Esos, que juzgan y analizan
resignificando malamente
como si las tumbas mataran a los vivos.

Tu tumba me tumba,
pero no llega a tumbarme con su refrito
de graaaaandes escenas.

Porque al amputarme
y al quitarme los ojos
y al abandonarme sola en un
manicomio vacío me has dicho que existo
paralelamente (por suerte)
a tu verbo subjuntivo.

Y me dejas inamovible
danzando entre caimanes
fruta sincera de la pasión
entera
entre cientos de caras
que tu jamás has visto.

Trastas y Fica II

Fica le explicó que estaba buscando a Trastas.
Trastas le explicó que estaba buscando a Fica.

El viejo sonrió, y no dijo nada.

¿No va a decir nada? Preguntaron, ambos, en páginas distintas.

El viejo le preguntó a Fica, ¿Y tú para qué lo quieres?
-Para dejarle versos en papel higiénico cuando me vaya.

El viejo luego le preguntó a Trastas, ¿Y tú para qué la quieres?
-Para explicarle de qué están hechas las despedidas.

El viejo se acarició la barba, miró la ventana largamente y respondió con una pequeña mueca en el gesto:

-Tomen el camino hacia los garabatos de este libro, cuando no había libro, cuando sólo había un presentimiento de Fica, un sueño de Trastas. Y entonces despertarán.
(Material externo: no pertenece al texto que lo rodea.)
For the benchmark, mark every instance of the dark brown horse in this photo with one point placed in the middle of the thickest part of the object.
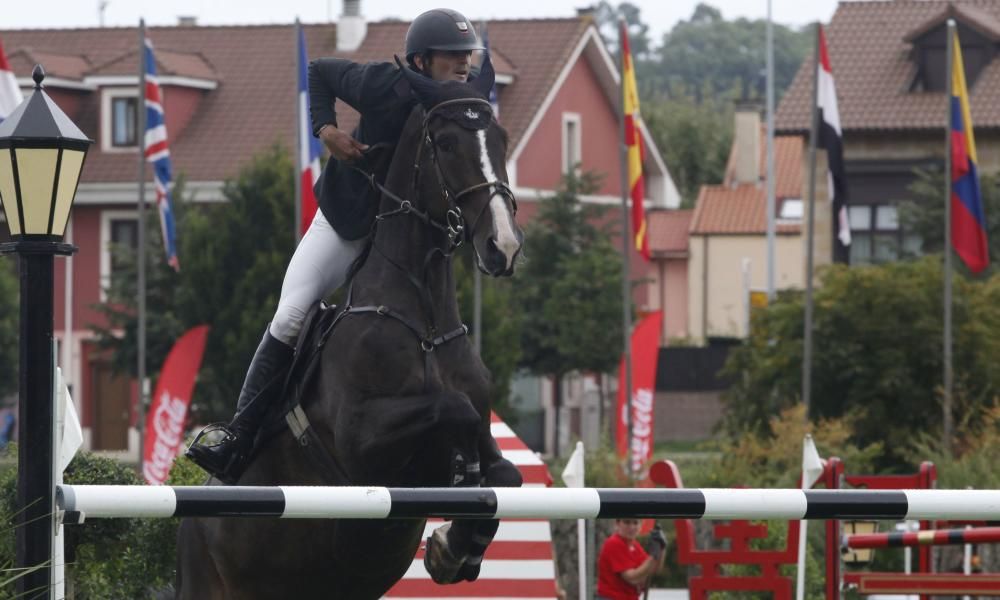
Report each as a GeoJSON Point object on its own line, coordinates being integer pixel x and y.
{"type": "Point", "coordinates": [402, 397]}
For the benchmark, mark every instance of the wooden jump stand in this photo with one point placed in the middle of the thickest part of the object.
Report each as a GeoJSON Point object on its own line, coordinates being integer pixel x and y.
{"type": "Point", "coordinates": [740, 533]}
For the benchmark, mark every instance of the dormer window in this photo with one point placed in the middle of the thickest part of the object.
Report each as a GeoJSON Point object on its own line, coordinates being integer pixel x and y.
{"type": "Point", "coordinates": [124, 120]}
{"type": "Point", "coordinates": [978, 34]}
{"type": "Point", "coordinates": [119, 119]}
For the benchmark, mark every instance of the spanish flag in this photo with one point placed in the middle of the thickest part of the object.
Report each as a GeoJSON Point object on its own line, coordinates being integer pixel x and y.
{"type": "Point", "coordinates": [968, 222]}
{"type": "Point", "coordinates": [633, 142]}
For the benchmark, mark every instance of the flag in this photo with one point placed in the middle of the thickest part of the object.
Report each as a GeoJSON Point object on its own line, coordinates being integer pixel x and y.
{"type": "Point", "coordinates": [10, 93]}
{"type": "Point", "coordinates": [645, 349]}
{"type": "Point", "coordinates": [968, 222]}
{"type": "Point", "coordinates": [518, 563]}
{"type": "Point", "coordinates": [309, 146]}
{"type": "Point", "coordinates": [168, 411]}
{"type": "Point", "coordinates": [493, 90]}
{"type": "Point", "coordinates": [157, 153]}
{"type": "Point", "coordinates": [831, 139]}
{"type": "Point", "coordinates": [633, 142]}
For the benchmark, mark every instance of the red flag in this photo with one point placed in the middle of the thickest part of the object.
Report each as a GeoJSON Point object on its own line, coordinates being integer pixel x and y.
{"type": "Point", "coordinates": [165, 421]}
{"type": "Point", "coordinates": [645, 347]}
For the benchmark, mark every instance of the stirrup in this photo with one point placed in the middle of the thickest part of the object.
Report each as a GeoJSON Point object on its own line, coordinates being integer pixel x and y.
{"type": "Point", "coordinates": [228, 435]}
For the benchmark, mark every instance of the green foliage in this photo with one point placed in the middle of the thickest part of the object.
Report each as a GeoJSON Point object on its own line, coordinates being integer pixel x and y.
{"type": "Point", "coordinates": [106, 558]}
{"type": "Point", "coordinates": [9, 325]}
{"type": "Point", "coordinates": [569, 289]}
{"type": "Point", "coordinates": [709, 57]}
{"type": "Point", "coordinates": [233, 258]}
{"type": "Point", "coordinates": [501, 328]}
{"type": "Point", "coordinates": [877, 355]}
{"type": "Point", "coordinates": [923, 214]}
{"type": "Point", "coordinates": [694, 138]}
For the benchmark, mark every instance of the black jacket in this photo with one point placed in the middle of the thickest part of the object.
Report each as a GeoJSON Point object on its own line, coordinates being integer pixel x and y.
{"type": "Point", "coordinates": [382, 96]}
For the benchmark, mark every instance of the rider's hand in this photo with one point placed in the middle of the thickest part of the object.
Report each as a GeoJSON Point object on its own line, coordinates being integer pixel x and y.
{"type": "Point", "coordinates": [341, 145]}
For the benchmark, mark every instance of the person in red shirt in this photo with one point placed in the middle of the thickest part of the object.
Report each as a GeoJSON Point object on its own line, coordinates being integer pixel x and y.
{"type": "Point", "coordinates": [623, 567]}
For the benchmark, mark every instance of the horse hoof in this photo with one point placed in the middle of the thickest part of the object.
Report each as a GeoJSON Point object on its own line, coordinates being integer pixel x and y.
{"type": "Point", "coordinates": [440, 563]}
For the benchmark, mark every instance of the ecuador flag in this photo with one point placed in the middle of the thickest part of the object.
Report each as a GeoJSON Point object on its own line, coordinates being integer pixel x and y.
{"type": "Point", "coordinates": [633, 141]}
{"type": "Point", "coordinates": [968, 223]}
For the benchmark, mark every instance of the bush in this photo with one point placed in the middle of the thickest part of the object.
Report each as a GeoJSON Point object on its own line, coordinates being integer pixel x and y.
{"type": "Point", "coordinates": [106, 558]}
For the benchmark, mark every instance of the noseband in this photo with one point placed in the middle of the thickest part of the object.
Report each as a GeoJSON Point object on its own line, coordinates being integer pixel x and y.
{"type": "Point", "coordinates": [454, 225]}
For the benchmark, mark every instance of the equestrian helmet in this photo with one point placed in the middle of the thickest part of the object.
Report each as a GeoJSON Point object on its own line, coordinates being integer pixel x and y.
{"type": "Point", "coordinates": [441, 29]}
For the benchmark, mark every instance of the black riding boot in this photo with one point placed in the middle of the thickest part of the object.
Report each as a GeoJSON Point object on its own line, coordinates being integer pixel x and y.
{"type": "Point", "coordinates": [227, 459]}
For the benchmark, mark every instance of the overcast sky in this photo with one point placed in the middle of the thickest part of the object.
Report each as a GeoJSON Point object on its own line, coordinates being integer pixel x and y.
{"type": "Point", "coordinates": [659, 14]}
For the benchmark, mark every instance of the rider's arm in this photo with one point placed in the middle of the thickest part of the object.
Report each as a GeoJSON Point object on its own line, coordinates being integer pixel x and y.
{"type": "Point", "coordinates": [356, 84]}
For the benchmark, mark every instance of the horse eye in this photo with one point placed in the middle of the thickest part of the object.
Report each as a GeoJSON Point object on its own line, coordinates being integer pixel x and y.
{"type": "Point", "coordinates": [446, 144]}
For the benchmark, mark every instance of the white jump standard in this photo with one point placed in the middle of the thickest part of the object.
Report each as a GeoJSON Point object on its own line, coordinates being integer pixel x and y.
{"type": "Point", "coordinates": [291, 502]}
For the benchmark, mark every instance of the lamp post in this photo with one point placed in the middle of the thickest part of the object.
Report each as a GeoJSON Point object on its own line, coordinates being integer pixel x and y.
{"type": "Point", "coordinates": [41, 156]}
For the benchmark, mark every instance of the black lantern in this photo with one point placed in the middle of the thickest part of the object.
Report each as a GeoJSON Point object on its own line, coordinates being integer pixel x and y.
{"type": "Point", "coordinates": [41, 156]}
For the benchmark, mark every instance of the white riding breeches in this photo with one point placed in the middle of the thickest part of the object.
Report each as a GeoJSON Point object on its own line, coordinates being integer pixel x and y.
{"type": "Point", "coordinates": [318, 267]}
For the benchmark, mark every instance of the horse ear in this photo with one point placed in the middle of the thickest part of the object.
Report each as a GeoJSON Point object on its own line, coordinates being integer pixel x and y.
{"type": "Point", "coordinates": [483, 82]}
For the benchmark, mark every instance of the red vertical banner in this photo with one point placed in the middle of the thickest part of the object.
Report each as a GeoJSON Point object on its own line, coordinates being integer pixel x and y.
{"type": "Point", "coordinates": [168, 412]}
{"type": "Point", "coordinates": [645, 349]}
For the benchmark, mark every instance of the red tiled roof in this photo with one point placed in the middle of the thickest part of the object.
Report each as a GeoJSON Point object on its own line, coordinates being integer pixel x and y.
{"type": "Point", "coordinates": [168, 62]}
{"type": "Point", "coordinates": [254, 104]}
{"type": "Point", "coordinates": [873, 68]}
{"type": "Point", "coordinates": [668, 230]}
{"type": "Point", "coordinates": [723, 209]}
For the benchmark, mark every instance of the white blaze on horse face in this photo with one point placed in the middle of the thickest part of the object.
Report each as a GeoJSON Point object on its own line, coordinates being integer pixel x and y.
{"type": "Point", "coordinates": [503, 221]}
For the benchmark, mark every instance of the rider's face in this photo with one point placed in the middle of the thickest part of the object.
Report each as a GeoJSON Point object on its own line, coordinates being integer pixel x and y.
{"type": "Point", "coordinates": [445, 66]}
Poesía sonámbula para dejarse caer

Poesía sonámbula para dejarse caer y el intelecto que descansa. Una frase, un solsticio, un viento, un escampado, una bruma, un microchip puesto en la mano que avisa a la siguiente con un manual de uso tan imperfecto como equivocado. Poesía sonámbula para dejarse caer y el pasado que se envuelve para ser sueño, siempre sueño, siempre pasado, siempre perfecto, siempre reiterativo y armonioso, como los amantes que se besan por primera vez como si fuera a ser el último. Tan prolífico el saber tan traumada la memoria que corta todo en pequeños micromomentos, microcosas y microtemas descompaginados en un segundo, eterno, imparcial, ilógico, el notiempo del tiempo que será o no será o ha sido o nunca acaba o siempre existe allá en algún lado del banco derecho que es detectado por el cosmos abierto y limpio en una noche fría pero no tanto en una ciudad tibia pero no tanto con sus movidas pero no tanto. El sonido del sonido entra y sale viene y va se cansa y se oscurece y nada es todo y todo es nada. La boludez es comparable solo y solo sí a la poesía sonámbula para dejarse caer y el intelecto que descansa. ¿Vivo porque la estrella me mira o vive la estrella porque la estoy mirando? Un segundo de fascinación brilla en el milímetro quince de mi sien, que es donde suceden las cosas, y donde a menudo las olvida, donde juega a ser genial y pelotuda, excepcional y gilipollas. Un segundo de fascinación brilla en el milímetro quince de mi sien, que es donde se gana en las batallas y  se pierde en las tormentas por sucesos tan increíbles que ya no recuerda de donde es que viene la poesía sonámbula que se deja caer cuando el intelecto descansa mientras el viento me advierte en el milímetro quince de mi sien que las estrellas están enojadas porque ya no estamos allí para soñarlas.